Local-first video transcription on Apple Silicon with mlx-whisper

#python #cli #opensource #machinelearning

I do a lot of learning from online videos. Many of them are not in English. With AI becoming part of my workflow, I stopped watching full videos and started extracting transcripts, feeding them into my models, and letting the model pull out what I actually need.

The problem was: the workflow was fragmented and annoying. Upload to a cloud service, wait for processing, get a transcript full of gibberish from background noise, then move that into another tool for translation. Slow, not private, and expensive at scale.
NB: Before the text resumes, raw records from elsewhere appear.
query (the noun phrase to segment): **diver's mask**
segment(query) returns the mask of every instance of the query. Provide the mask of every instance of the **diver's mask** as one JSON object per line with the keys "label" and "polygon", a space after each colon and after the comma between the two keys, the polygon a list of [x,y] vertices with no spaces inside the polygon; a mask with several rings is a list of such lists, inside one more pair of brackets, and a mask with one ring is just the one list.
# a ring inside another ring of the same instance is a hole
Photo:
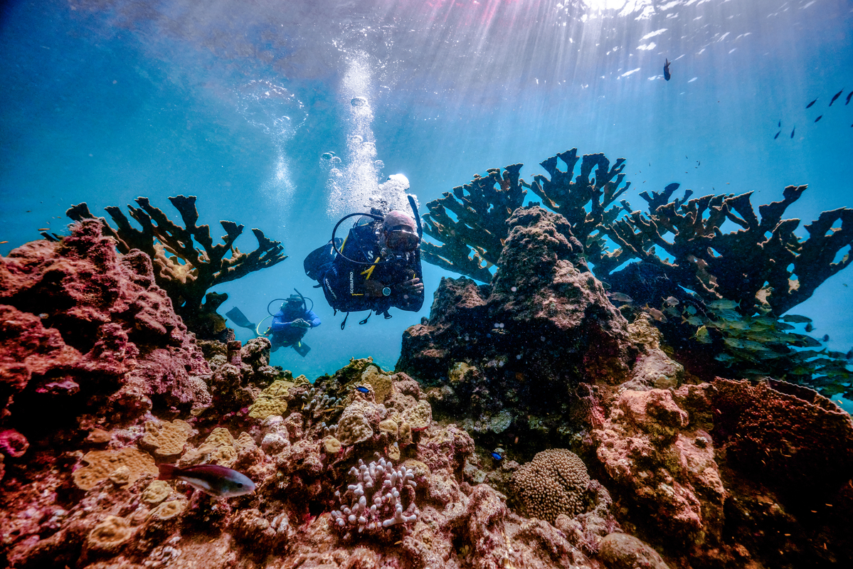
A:
{"label": "diver's mask", "polygon": [[412,233],[411,228],[406,225],[397,225],[389,228],[385,234],[385,243],[389,249],[394,251],[415,251],[421,245],[421,237]]}

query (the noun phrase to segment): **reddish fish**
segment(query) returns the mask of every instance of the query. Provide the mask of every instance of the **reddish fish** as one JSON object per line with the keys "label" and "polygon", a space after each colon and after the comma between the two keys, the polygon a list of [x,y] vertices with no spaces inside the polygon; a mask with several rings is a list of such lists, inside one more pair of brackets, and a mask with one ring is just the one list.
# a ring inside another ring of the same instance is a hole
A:
{"label": "reddish fish", "polygon": [[183,468],[174,464],[161,464],[159,467],[160,480],[183,480],[193,488],[220,498],[255,491],[255,483],[247,476],[218,464],[200,464]]}

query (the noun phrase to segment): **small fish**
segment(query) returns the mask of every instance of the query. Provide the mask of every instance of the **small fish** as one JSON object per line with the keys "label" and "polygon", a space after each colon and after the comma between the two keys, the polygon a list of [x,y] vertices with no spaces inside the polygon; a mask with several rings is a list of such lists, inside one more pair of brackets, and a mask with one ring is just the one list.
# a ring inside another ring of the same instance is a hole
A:
{"label": "small fish", "polygon": [[648,315],[657,320],[658,322],[667,322],[666,316],[664,313],[659,311],[657,308],[651,308],[648,305],[646,305],[644,310],[648,312]]}
{"label": "small fish", "polygon": [[200,464],[180,468],[174,464],[160,464],[160,480],[183,480],[206,494],[229,498],[255,491],[255,483],[247,476],[218,464]]}
{"label": "small fish", "polygon": [[728,299],[720,299],[719,300],[715,300],[714,302],[708,303],[708,308],[711,310],[733,310],[740,305],[740,301],[728,300]]}
{"label": "small fish", "polygon": [[792,322],[795,324],[804,324],[806,322],[810,322],[811,318],[809,316],[801,316],[798,314],[786,314],[784,316],[780,318],[780,320],[784,320],[785,322]]}
{"label": "small fish", "polygon": [[730,345],[733,348],[742,348],[744,346],[740,340],[735,340],[734,338],[726,338],[722,341],[726,343],[726,345]]}

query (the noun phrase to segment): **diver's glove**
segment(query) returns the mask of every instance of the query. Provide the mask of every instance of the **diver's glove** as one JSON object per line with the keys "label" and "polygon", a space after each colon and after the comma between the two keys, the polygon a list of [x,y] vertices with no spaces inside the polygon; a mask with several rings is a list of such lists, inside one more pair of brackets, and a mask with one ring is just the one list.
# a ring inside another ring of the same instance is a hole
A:
{"label": "diver's glove", "polygon": [[290,322],[290,325],[293,328],[301,328],[305,329],[308,329],[311,327],[310,322],[305,322],[302,318],[297,318],[293,322]]}

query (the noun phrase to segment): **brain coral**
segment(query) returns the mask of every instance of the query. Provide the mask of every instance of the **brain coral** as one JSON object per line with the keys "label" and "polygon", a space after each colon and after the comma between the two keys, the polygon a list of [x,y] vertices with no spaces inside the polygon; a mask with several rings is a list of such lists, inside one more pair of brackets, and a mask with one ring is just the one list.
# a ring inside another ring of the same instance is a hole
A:
{"label": "brain coral", "polygon": [[[74,471],[74,484],[82,490],[91,490],[102,480],[108,478],[117,470],[128,469],[126,481],[133,484],[144,474],[157,475],[154,459],[145,452],[133,447],[125,447],[119,450],[91,450],[83,460],[88,464]],[[125,479],[125,477],[122,477]]]}
{"label": "brain coral", "polygon": [[589,474],[575,453],[548,449],[522,465],[513,474],[511,484],[528,516],[553,524],[560,514],[574,517],[583,513]]}

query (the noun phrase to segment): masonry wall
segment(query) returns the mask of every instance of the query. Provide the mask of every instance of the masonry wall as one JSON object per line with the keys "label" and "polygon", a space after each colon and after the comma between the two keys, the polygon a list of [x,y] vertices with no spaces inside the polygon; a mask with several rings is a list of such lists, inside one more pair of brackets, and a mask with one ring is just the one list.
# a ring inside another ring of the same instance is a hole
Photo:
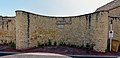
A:
{"label": "masonry wall", "polygon": [[0,16],[0,44],[15,43],[15,17]]}
{"label": "masonry wall", "polygon": [[120,40],[120,7],[109,10],[109,16],[109,20],[113,20],[113,39]]}
{"label": "masonry wall", "polygon": [[16,48],[49,44],[86,46],[105,52],[108,39],[108,12],[73,17],[49,17],[16,11]]}

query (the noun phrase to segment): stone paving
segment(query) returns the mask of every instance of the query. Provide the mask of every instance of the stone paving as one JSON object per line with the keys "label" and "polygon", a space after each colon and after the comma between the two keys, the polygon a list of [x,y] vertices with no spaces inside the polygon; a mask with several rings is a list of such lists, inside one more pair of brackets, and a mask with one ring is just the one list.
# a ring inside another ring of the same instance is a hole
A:
{"label": "stone paving", "polygon": [[53,53],[22,53],[3,56],[0,58],[72,58],[72,57]]}

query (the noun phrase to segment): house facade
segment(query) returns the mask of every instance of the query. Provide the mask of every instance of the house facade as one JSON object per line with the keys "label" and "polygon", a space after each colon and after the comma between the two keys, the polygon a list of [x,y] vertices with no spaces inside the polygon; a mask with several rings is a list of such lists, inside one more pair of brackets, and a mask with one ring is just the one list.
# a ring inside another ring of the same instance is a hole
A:
{"label": "house facade", "polygon": [[119,0],[114,0],[94,13],[69,17],[44,16],[17,10],[14,17],[0,16],[0,43],[14,42],[16,49],[49,44],[89,45],[95,51],[105,52],[111,21],[113,39],[120,40],[119,3]]}

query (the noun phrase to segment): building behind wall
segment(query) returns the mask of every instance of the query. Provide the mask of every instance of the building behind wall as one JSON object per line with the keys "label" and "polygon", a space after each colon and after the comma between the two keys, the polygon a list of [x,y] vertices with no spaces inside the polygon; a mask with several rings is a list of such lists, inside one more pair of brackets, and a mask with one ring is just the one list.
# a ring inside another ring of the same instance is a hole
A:
{"label": "building behind wall", "polygon": [[112,1],[94,13],[70,17],[43,16],[17,10],[15,17],[0,16],[0,43],[15,42],[16,49],[48,45],[49,42],[51,45],[64,43],[79,47],[89,44],[95,51],[105,52],[110,18],[114,19],[114,38],[119,40],[119,6],[108,8],[118,2]]}

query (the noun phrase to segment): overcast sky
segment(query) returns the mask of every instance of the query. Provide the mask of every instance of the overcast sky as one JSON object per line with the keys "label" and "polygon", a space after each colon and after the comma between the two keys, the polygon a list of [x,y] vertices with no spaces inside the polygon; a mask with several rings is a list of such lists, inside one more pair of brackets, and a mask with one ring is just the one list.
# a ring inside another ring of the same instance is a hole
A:
{"label": "overcast sky", "polygon": [[15,16],[15,10],[25,10],[49,16],[71,16],[94,12],[113,0],[1,0],[0,15]]}

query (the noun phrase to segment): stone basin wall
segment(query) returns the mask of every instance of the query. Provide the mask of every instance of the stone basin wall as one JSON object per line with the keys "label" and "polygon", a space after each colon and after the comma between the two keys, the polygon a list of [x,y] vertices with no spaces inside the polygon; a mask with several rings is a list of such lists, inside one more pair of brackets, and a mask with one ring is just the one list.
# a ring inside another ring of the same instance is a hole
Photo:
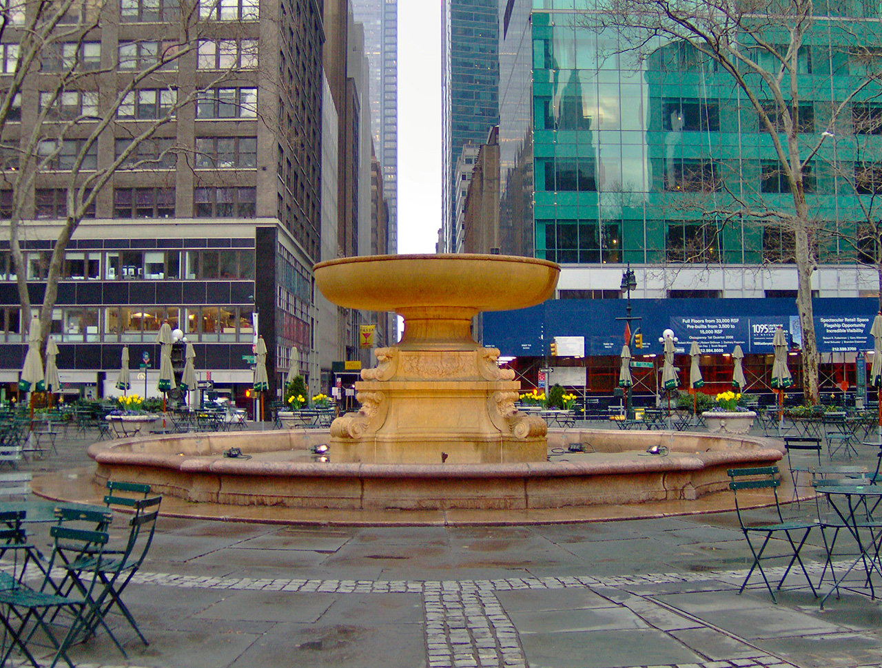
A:
{"label": "stone basin wall", "polygon": [[[586,444],[572,461],[500,464],[370,464],[223,456],[300,453],[328,442],[313,429],[182,434],[94,443],[95,481],[147,483],[193,502],[348,509],[555,508],[691,500],[728,488],[727,469],[771,465],[774,441],[717,434],[571,429],[550,431],[550,449]],[[667,456],[647,456],[651,445]],[[554,459],[567,459],[564,455]]]}

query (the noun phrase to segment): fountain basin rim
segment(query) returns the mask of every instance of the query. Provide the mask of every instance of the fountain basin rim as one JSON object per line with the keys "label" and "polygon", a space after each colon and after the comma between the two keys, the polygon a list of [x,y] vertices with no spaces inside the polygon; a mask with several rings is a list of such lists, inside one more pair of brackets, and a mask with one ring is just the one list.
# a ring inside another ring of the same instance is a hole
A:
{"label": "fountain basin rim", "polygon": [[[125,445],[140,439],[118,439]],[[223,457],[221,454],[171,456],[146,452],[121,452],[113,449],[92,451],[98,464],[155,466],[190,473],[221,475],[297,476],[303,478],[565,478],[572,476],[639,473],[666,471],[700,471],[721,463],[738,464],[778,461],[782,455],[777,448],[727,449],[707,452],[676,453],[669,456],[647,456],[621,462],[527,462],[514,464],[333,464],[311,462],[255,462]]]}

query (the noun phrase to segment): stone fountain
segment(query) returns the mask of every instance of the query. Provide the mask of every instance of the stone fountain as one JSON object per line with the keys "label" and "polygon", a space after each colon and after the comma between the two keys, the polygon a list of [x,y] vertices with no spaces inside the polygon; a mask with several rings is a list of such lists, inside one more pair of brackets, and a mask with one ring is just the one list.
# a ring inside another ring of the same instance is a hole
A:
{"label": "stone fountain", "polygon": [[[333,303],[394,311],[404,334],[377,348],[378,364],[355,383],[358,412],[331,425],[333,462],[505,464],[543,462],[545,422],[518,412],[520,383],[479,345],[472,318],[550,298],[560,268],[497,255],[347,257],[315,267]],[[355,287],[357,286],[357,287]]]}

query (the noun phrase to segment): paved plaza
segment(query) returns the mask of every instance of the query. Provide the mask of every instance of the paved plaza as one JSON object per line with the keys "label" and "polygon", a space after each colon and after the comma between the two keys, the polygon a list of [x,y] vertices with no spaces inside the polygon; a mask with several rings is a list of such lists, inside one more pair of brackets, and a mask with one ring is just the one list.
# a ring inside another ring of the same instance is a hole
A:
{"label": "paved plaza", "polygon": [[[60,439],[21,468],[85,466],[87,442]],[[861,462],[874,469],[875,452]],[[804,550],[815,583],[816,534]],[[162,516],[125,592],[150,645],[115,620],[127,659],[103,634],[71,656],[91,668],[882,666],[863,578],[821,611],[794,573],[774,605],[759,576],[737,594],[749,553],[732,512],[500,526]]]}

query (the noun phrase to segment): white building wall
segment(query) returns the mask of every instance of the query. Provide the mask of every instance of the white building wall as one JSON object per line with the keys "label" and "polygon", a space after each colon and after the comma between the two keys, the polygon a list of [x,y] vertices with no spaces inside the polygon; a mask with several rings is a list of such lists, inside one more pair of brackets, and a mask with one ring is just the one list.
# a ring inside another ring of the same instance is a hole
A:
{"label": "white building wall", "polygon": [[[327,78],[322,75],[322,230],[321,259],[333,260],[337,257],[337,110],[331,98],[331,87]],[[316,330],[313,342],[316,358],[316,373],[310,375],[319,377],[319,368],[330,372],[331,362],[344,359],[344,342],[337,337],[337,307],[328,301],[318,288],[315,290]],[[311,390],[312,388],[310,388]],[[322,388],[326,390],[327,388]]]}

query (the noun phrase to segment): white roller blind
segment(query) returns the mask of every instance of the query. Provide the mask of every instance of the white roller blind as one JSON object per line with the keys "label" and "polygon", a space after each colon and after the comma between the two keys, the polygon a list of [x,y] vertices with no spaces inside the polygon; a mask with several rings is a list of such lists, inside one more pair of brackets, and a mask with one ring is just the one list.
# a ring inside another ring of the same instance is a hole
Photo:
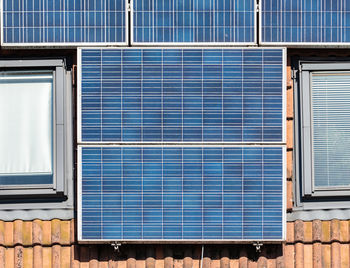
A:
{"label": "white roller blind", "polygon": [[53,75],[0,73],[0,176],[52,174]]}
{"label": "white roller blind", "polygon": [[311,78],[314,186],[350,185],[350,73]]}

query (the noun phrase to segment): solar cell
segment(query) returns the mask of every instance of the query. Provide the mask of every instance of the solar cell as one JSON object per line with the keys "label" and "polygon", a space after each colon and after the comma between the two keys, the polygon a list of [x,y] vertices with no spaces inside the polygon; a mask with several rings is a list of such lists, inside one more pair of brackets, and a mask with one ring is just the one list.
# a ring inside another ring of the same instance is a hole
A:
{"label": "solar cell", "polygon": [[135,0],[134,43],[255,43],[255,0]]}
{"label": "solar cell", "polygon": [[83,49],[82,142],[282,142],[282,49]]}
{"label": "solar cell", "polygon": [[125,0],[4,0],[2,44],[125,44],[126,16]]}
{"label": "solar cell", "polygon": [[347,0],[262,0],[260,6],[263,44],[346,45],[350,42]]}
{"label": "solar cell", "polygon": [[80,147],[80,239],[283,239],[284,150]]}

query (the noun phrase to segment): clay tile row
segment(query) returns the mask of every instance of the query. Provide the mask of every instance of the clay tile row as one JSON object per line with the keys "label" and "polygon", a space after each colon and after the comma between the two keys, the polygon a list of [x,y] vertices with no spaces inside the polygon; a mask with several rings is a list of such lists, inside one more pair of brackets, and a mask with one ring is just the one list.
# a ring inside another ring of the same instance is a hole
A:
{"label": "clay tile row", "polygon": [[0,221],[0,245],[4,246],[31,246],[54,244],[71,245],[74,243],[73,220],[51,221]]}
{"label": "clay tile row", "polygon": [[301,221],[287,223],[287,243],[349,243],[348,220]]}

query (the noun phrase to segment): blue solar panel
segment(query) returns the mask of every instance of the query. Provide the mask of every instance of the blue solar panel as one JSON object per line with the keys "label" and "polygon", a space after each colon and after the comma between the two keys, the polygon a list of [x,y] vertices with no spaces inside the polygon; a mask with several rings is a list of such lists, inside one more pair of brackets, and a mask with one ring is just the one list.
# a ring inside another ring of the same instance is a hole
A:
{"label": "blue solar panel", "polygon": [[125,0],[3,0],[4,44],[125,43]]}
{"label": "blue solar panel", "polygon": [[263,43],[350,42],[348,0],[262,0]]}
{"label": "blue solar panel", "polygon": [[85,240],[283,238],[283,147],[82,147]]}
{"label": "blue solar panel", "polygon": [[135,0],[136,43],[255,43],[255,0]]}
{"label": "blue solar panel", "polygon": [[83,49],[83,142],[281,142],[282,49]]}

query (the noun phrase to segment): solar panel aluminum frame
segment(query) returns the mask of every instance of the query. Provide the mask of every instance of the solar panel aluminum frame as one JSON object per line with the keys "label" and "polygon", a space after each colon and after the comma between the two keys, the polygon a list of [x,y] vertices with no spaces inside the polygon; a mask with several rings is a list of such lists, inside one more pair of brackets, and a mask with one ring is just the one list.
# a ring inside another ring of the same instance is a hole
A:
{"label": "solar panel aluminum frame", "polygon": [[[101,148],[122,148],[122,147],[164,147],[162,145],[127,145],[127,146],[118,146],[118,145],[78,145],[77,148],[77,177],[78,177],[78,189],[77,189],[77,195],[78,195],[78,212],[77,212],[77,218],[78,218],[78,241],[79,243],[113,243],[115,240],[111,239],[83,239],[82,237],[82,148],[88,148],[88,147],[101,147]],[[171,147],[198,147],[198,145],[186,145],[184,146],[183,144],[178,144],[178,145],[170,145],[166,146],[166,148],[171,148]],[[282,148],[283,155],[282,155],[282,238],[281,239],[235,239],[235,240],[229,240],[229,239],[198,239],[198,240],[191,240],[191,239],[183,239],[183,240],[171,240],[171,239],[148,239],[148,240],[141,240],[141,239],[125,239],[125,240],[118,240],[118,242],[121,243],[128,243],[128,244],[185,244],[185,243],[191,243],[191,244],[201,244],[201,243],[230,243],[230,244],[235,244],[235,243],[252,243],[256,241],[261,241],[264,243],[281,243],[286,240],[286,225],[287,225],[287,207],[286,207],[286,197],[287,197],[287,187],[286,187],[286,171],[287,171],[287,161],[286,161],[286,152],[287,152],[287,147],[286,145],[229,145],[229,146],[220,146],[220,145],[202,145],[200,147],[203,148],[210,148],[210,147],[229,147],[229,148],[237,148],[237,147],[246,147],[246,148],[264,148],[264,147],[277,147],[277,148]]]}
{"label": "solar panel aluminum frame", "polygon": [[123,145],[123,144],[162,144],[162,145],[167,145],[167,144],[197,144],[201,145],[203,143],[205,144],[286,144],[286,86],[287,86],[287,49],[285,47],[264,47],[264,48],[258,48],[258,47],[222,47],[220,49],[281,49],[282,54],[283,54],[283,81],[282,81],[282,140],[277,141],[277,142],[105,142],[105,141],[100,141],[100,142],[89,142],[89,141],[83,141],[82,140],[82,109],[81,109],[81,96],[82,96],[82,88],[81,88],[81,77],[82,77],[82,50],[84,49],[219,49],[216,47],[125,47],[125,48],[115,48],[115,47],[79,47],[77,51],[77,62],[78,62],[78,68],[77,68],[77,81],[78,81],[78,86],[77,86],[77,142],[78,144],[109,144],[109,145]]}
{"label": "solar panel aluminum frame", "polygon": [[262,32],[263,32],[263,24],[262,24],[262,10],[263,10],[263,2],[259,3],[259,45],[262,46],[271,46],[271,47],[290,47],[290,48],[350,48],[350,42],[263,42],[262,41]]}
{"label": "solar panel aluminum frame", "polygon": [[[201,46],[230,46],[230,47],[239,47],[239,46],[257,46],[257,11],[258,11],[258,3],[257,0],[254,0],[254,41],[253,42],[134,42],[134,6],[133,1],[130,2],[130,44],[132,46],[139,47],[148,47],[148,46],[170,46],[170,47],[196,47],[200,48]],[[198,46],[198,47],[197,47]]]}
{"label": "solar panel aluminum frame", "polygon": [[46,43],[5,43],[4,42],[4,1],[0,0],[0,45],[4,48],[77,48],[81,46],[127,46],[129,43],[129,0],[125,1],[125,42],[46,42]]}

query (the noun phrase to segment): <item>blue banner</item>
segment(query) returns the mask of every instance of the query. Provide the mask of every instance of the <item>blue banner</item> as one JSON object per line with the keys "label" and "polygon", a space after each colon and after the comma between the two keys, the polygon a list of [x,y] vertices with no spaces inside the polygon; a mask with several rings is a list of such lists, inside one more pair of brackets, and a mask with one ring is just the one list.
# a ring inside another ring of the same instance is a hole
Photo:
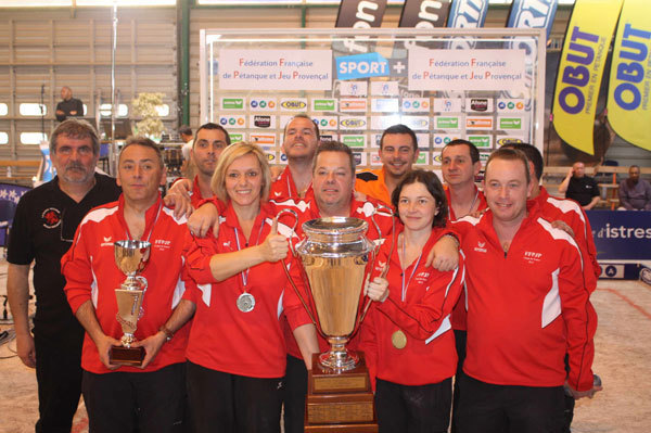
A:
{"label": "blue banner", "polygon": [[597,247],[598,260],[651,260],[651,212],[586,212]]}
{"label": "blue banner", "polygon": [[448,27],[484,27],[488,13],[488,0],[452,0]]}
{"label": "blue banner", "polygon": [[[452,0],[447,26],[450,28],[484,27],[487,13],[488,0]],[[454,50],[470,50],[474,46],[475,40],[464,36],[451,38],[447,44]]]}
{"label": "blue banner", "polygon": [[341,80],[391,75],[388,61],[376,52],[336,58],[336,77]]}
{"label": "blue banner", "polygon": [[549,39],[557,5],[558,0],[513,0],[507,27],[545,28]]}

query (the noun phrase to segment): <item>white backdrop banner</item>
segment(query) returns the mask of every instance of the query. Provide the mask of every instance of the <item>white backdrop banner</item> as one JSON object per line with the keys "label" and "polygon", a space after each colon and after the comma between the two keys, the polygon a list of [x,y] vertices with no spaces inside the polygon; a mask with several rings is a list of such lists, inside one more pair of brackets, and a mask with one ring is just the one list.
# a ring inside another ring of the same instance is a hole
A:
{"label": "white backdrop banner", "polygon": [[219,88],[331,90],[331,50],[219,50]]}
{"label": "white backdrop banner", "polygon": [[409,90],[524,91],[524,50],[409,50]]}

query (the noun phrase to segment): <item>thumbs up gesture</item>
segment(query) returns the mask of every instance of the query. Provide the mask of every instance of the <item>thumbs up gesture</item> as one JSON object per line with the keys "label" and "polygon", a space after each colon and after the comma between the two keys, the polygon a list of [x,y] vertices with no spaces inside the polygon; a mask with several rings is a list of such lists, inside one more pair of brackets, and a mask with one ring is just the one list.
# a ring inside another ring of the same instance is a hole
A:
{"label": "thumbs up gesture", "polygon": [[260,252],[265,262],[278,262],[288,256],[289,244],[285,237],[278,234],[278,220],[273,220],[271,231],[260,244]]}

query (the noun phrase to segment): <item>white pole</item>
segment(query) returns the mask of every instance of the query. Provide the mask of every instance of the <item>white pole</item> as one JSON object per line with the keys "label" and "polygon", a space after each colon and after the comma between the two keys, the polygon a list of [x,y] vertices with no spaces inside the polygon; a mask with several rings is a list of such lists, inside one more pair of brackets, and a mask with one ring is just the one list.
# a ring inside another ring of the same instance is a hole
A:
{"label": "white pole", "polygon": [[108,173],[117,176],[117,148],[115,144],[115,115],[117,113],[115,98],[115,51],[117,50],[117,0],[113,0],[113,38],[111,50],[111,143],[108,148]]}

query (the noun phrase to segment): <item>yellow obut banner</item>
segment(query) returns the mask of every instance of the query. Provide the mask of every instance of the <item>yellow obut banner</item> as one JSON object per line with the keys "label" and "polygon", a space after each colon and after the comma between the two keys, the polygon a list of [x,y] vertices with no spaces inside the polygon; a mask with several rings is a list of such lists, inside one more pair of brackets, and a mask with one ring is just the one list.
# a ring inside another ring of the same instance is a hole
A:
{"label": "yellow obut banner", "polygon": [[599,87],[622,2],[576,0],[559,63],[553,126],[570,145],[590,155]]}
{"label": "yellow obut banner", "polygon": [[651,1],[625,0],[608,86],[608,118],[620,137],[651,151]]}

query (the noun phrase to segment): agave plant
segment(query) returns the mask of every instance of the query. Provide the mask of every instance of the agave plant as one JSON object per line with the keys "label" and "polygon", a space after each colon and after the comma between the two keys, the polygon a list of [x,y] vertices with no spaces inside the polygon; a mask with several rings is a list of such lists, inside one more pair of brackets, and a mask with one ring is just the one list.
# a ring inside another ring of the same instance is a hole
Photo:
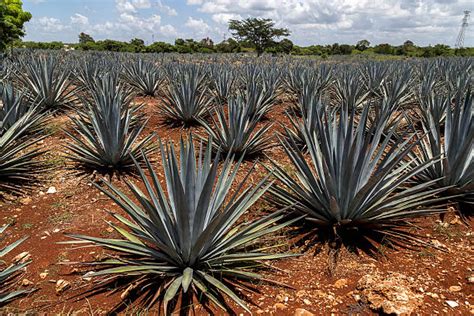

So I built ytx — a local-first command-line tool that runs entirely on your machine.

The tech
I chose mlx-whisper because Apple Silicon's GPU architecture is a perfect match for local inference. Instead of fighting TensorFlow or converting models, I could lean into Apple's native MLX framework and let the Mac GPU handle the full whisper-large-v3 model. No cloud account. No per-minute fees. Just your hardware.

The core dependencies:

Python 3.10+
mlx-whisper (Apple Silicon GPU)
whisper-large-v3 (open-source, no API key)
ffmpeg + yt-dlp for audio extraction
argos-translate as an offline translation fallback

The hardest part
Whisper's hallucination loops on noisy audio.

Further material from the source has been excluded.